Elizabeth Stanton (Anna Hoots) has grown up feeling guilty about her sister’s death. Her parents have also taken it upon themselves to try and find a way to explain how their daughter died and due to a family history, have blamed it on schizophrenia. This means that Elizabeth has been taking medication since she was a little girl, but since she started having disturbing dreams, she comes to think that her problems are more supernatural.
This is made even more evident when Elizabeth’s hallucinations start getting stronger, making her think that she may in fact be haunted.
Guilt is the latest feature by writer/director William Chaffin which takes on a lot of issues surrounding family and mental health and wraps them in a horror movie.
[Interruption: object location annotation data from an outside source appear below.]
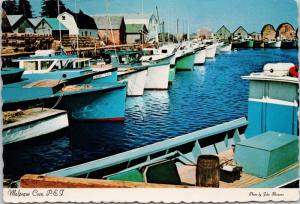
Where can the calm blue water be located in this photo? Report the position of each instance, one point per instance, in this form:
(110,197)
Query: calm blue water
(207,96)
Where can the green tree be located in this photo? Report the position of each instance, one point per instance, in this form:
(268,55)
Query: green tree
(10,7)
(50,8)
(24,8)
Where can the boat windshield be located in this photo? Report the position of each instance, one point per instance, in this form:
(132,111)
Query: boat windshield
(68,65)
(148,52)
(31,65)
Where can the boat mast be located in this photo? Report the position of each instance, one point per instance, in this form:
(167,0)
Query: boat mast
(59,25)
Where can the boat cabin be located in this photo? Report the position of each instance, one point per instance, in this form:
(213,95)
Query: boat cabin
(261,152)
(273,100)
(40,63)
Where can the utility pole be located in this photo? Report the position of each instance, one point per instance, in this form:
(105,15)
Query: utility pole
(177,29)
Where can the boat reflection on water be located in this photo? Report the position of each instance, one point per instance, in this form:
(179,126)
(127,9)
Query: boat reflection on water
(90,140)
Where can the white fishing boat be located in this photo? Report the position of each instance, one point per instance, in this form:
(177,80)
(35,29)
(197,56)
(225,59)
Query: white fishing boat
(61,67)
(273,44)
(23,125)
(211,51)
(158,76)
(135,78)
(225,48)
(200,53)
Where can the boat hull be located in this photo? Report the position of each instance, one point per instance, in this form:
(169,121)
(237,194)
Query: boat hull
(243,44)
(135,82)
(211,51)
(34,125)
(200,57)
(11,75)
(99,106)
(289,44)
(276,44)
(158,77)
(102,102)
(172,74)
(185,62)
(226,48)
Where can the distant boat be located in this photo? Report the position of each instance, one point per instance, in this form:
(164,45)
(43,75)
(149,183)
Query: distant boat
(158,70)
(258,44)
(200,53)
(289,44)
(243,43)
(26,124)
(247,154)
(225,48)
(273,44)
(11,75)
(185,58)
(135,78)
(60,67)
(102,102)
(170,48)
(211,51)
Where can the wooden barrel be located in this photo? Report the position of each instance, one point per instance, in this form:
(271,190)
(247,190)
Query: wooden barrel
(208,171)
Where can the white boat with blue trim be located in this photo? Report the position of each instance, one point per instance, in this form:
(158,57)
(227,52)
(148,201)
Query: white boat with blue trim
(261,152)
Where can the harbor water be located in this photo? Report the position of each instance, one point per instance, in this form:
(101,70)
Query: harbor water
(207,96)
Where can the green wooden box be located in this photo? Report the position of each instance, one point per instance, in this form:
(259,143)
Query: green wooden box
(267,154)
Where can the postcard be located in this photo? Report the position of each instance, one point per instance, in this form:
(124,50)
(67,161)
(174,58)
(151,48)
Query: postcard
(150,101)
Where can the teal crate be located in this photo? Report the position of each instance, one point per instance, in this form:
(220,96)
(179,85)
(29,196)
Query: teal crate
(267,154)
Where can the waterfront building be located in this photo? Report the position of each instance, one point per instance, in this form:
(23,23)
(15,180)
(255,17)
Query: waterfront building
(111,29)
(135,33)
(35,21)
(78,24)
(150,21)
(20,24)
(255,35)
(286,31)
(268,32)
(240,33)
(223,33)
(5,25)
(51,26)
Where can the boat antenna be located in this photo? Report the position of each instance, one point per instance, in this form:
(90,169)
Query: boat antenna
(62,52)
(76,16)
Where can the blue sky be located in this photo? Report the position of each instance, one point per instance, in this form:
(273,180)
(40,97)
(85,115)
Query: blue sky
(252,14)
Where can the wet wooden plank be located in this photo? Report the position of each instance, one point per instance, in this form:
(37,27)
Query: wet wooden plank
(38,181)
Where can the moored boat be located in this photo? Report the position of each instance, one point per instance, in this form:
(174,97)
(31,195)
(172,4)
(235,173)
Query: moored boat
(273,44)
(225,48)
(135,78)
(211,51)
(82,101)
(31,123)
(264,157)
(289,44)
(172,74)
(258,44)
(244,43)
(185,60)
(50,66)
(11,75)
(200,54)
(157,76)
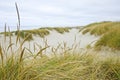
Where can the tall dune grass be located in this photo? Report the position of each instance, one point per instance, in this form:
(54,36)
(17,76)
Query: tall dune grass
(68,65)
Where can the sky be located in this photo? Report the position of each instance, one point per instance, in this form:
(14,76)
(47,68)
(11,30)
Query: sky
(45,13)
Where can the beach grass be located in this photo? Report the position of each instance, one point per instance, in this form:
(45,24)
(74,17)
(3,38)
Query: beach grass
(109,32)
(71,66)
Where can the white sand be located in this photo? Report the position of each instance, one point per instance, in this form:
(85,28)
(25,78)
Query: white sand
(54,39)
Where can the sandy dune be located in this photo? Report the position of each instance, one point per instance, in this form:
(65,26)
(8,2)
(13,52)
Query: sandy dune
(53,40)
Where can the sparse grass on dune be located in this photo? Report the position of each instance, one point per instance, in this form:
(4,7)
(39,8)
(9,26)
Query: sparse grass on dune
(68,65)
(109,32)
(71,66)
(62,30)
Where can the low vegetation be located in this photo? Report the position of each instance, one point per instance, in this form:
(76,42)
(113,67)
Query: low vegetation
(70,66)
(62,30)
(109,32)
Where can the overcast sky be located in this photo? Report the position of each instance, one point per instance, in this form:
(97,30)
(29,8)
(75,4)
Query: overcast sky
(58,12)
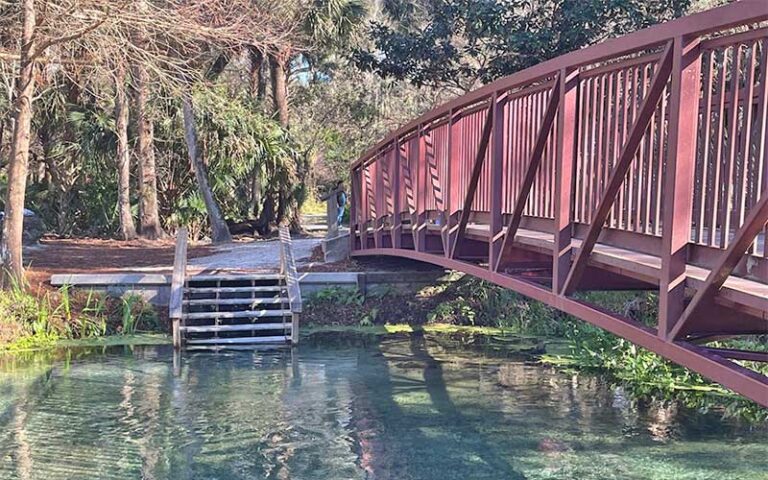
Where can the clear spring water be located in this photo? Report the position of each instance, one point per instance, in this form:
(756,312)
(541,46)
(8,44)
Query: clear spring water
(400,409)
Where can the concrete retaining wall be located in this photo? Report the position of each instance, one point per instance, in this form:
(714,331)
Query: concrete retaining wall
(156,288)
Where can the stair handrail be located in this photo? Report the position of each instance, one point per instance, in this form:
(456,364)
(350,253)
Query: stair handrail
(175,303)
(288,270)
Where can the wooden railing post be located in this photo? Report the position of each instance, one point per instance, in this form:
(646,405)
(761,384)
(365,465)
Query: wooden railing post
(567,127)
(353,221)
(678,180)
(288,268)
(496,238)
(176,301)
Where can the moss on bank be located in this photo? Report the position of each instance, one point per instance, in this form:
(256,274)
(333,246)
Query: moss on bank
(43,319)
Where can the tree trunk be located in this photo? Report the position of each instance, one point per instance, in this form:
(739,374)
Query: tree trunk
(255,199)
(278,65)
(127,226)
(13,224)
(149,217)
(220,231)
(279,72)
(258,85)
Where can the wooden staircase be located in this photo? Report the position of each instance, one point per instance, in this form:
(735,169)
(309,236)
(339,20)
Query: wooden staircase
(235,309)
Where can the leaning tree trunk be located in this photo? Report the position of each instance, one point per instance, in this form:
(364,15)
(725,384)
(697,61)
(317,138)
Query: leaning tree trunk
(258,85)
(279,73)
(13,224)
(278,68)
(220,231)
(149,216)
(127,226)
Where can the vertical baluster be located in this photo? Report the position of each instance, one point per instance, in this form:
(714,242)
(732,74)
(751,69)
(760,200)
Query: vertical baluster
(733,126)
(746,134)
(719,139)
(397,219)
(705,156)
(761,150)
(663,129)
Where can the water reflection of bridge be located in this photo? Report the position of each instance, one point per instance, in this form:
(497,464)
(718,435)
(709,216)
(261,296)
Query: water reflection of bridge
(637,163)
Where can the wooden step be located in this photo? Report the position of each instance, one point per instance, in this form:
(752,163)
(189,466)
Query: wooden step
(235,277)
(245,314)
(270,288)
(235,328)
(237,301)
(240,341)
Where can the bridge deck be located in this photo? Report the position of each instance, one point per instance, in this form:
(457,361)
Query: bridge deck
(637,163)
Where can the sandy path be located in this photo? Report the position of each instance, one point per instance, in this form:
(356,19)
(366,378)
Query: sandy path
(253,256)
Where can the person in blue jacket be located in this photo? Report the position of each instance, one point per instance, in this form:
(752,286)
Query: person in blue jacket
(341,201)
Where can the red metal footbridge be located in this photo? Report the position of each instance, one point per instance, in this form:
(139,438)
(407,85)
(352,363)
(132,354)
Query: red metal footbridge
(637,163)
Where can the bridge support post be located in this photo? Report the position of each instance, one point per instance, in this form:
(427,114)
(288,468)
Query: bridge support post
(454,140)
(679,180)
(495,238)
(567,126)
(397,221)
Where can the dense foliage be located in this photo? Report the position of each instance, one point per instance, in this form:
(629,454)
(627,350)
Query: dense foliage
(464,43)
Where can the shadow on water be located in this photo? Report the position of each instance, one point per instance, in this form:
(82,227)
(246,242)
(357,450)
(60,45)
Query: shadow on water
(411,429)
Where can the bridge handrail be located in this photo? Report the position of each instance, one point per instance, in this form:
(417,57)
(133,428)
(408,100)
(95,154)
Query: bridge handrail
(743,12)
(288,268)
(175,303)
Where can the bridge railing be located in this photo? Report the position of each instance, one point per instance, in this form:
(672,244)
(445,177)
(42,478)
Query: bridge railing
(656,141)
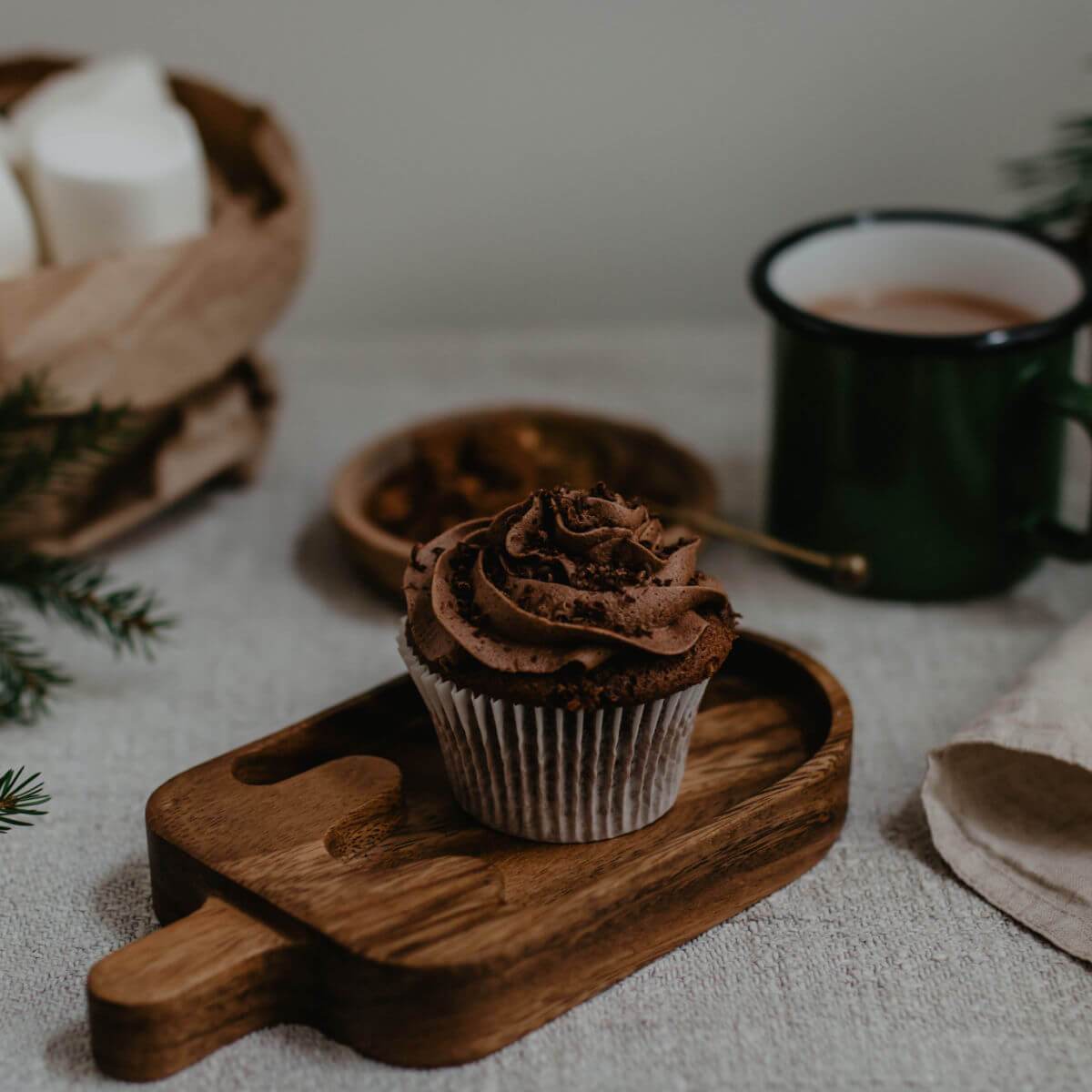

Mental health is always a tricky subject to tackle as well, but thankfully the more realistic way that Elizabeth sees the world and her parents misguided decisions feel a little more realistic. Misdiagnoses do happen after all and it’s far better than saying a supernatural force is causing mental illness.
However, there is something charmingly amateurish about the whole production. It doesn’t do anything other than what bigger budget horror movies do, but that’s not to say that there are some issues.
Firstly, and perhaps more obviously there needs to be a better sound mixer. Having such a low budget production has its limitations of course, but there are scenes where either the dialogue is too quiet or the sound of distant traffic distracts from what’s going on in a scene. It’s not Birdemic levels of bad, but it’s noticeable.
Also, having a low budget movie of this nature does lead to problems because there’s an implication that the production is biting off more than it can chew. Although Anna Hoots does give a good performance in the lead, there’s no denying that some scenes where the demon strikes could have been handled with more weight and the cliches in the script do come thick and fast.
However, who among us can say that we don’t all enjoy a cheesy horror movie every now and then?